Custom query documentation

Introduction

This page describes the custom query mini-language of the Senate preference explorer.

A custom query consists of four components, all of which are optional. Here is a slight simplification that is often true (the only exception is N-party-preferred calculations):

The Filter defines the subset of votes to include in the table.
The Rows defines what the rows mean.
The Columns defines what the columns mean.
The Cell defines a test that is applied for each table cell; a vote counts towards a table cell if it passes the test.

Let's consider an example that uses all of these components. Assume that we're working above the line, that we've chosen to show 'Percentages', and that we calculate to a popup table.

The above query will only consider votes whose first preference was for the Labor Party. The output table will have two axes, with the above-the-line groups on both axes. A vote contributes to a table cell's tally if the second preference is for the group in that row and the third preference is for the group in that column. Here are the results for ACT in 2025:

This table is almost identical to a cross table made from the built-in 'Step forward' table type; in practice, you would probably not use a custom query for this purpose. But it illustrates many aspects of the custom queries and their results:

When you use a group abbreviation, like ALP, its meaning is the preference number given to that group when a vote is being processed.
When you have Rows set to groups, the row identifier (lower-case!) gives the preference number for the group in that row.
When you have Columns set to groups, the col identifier gives the preference number for the group in that column.
A single equals sign = is used to test for equality (but you can use two or more consecutive equals signs if you like).
The and logical operator is used when you require two conditions to be true (or and not are also available; use parentheses around expressions as needed.)
The Filtered base is the percentage of formal votes that pass the filter; here, 27.54% of votes were above-the-line for Labor.
Rows and columns in the output percentages table are not treated symmetrically. All votes that contribute to at least one table cell in a row will be included in the row's Base.
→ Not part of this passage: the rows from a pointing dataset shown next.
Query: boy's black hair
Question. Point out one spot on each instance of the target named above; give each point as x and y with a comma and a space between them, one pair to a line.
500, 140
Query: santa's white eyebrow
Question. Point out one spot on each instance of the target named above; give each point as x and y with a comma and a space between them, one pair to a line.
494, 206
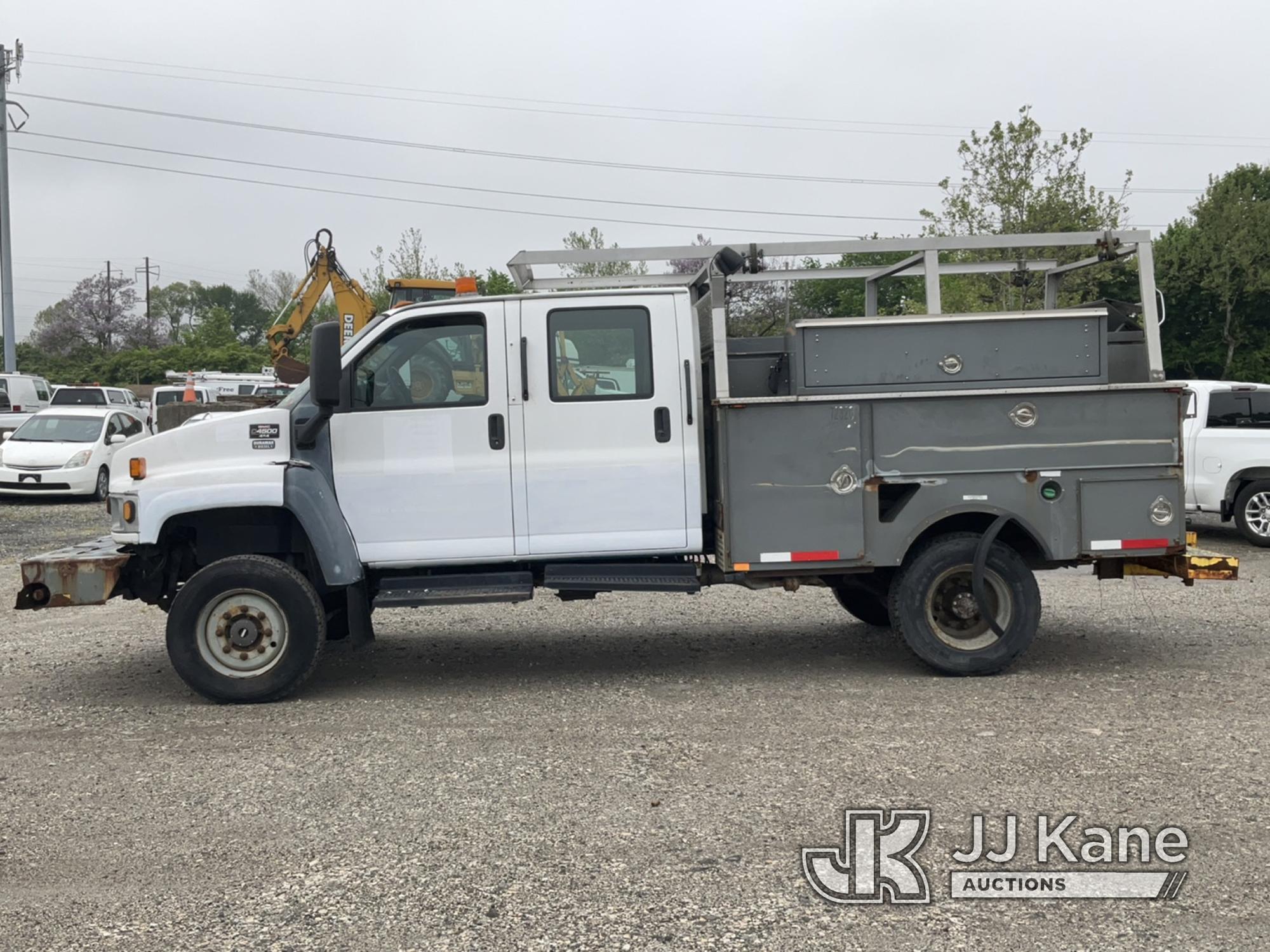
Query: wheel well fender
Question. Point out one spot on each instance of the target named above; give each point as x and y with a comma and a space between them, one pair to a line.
1243, 478
1018, 534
The denominator for the Base percentage is the Filtered base: the 59.58% of votes for David Pocock in this table are of the 27.54% of votes that were 1 ALP; multiplying the two precentages together, 16.41% of formal votes went 1 ALP 2 DAVI above the line.
The percentages in the main body of the table are relative to the row Bases: of the votes that went 1 ALP 2 DAVI, 66.83% gave GRN the third preference.
Exhaust ('Exh') is treated as having a preference number equal to one more than the number of preferences given on the ballot paper, or 999 if all squares are numbered. The table shows no votes exhausting at preference 2, even though a small minority (0.37%) of Labor votes stopped at 1. This is because the Cell definition also requires col = 3, and a vote that has a "preference number" of 2 for Exh does not also have a "preference number" of 3 for Exh.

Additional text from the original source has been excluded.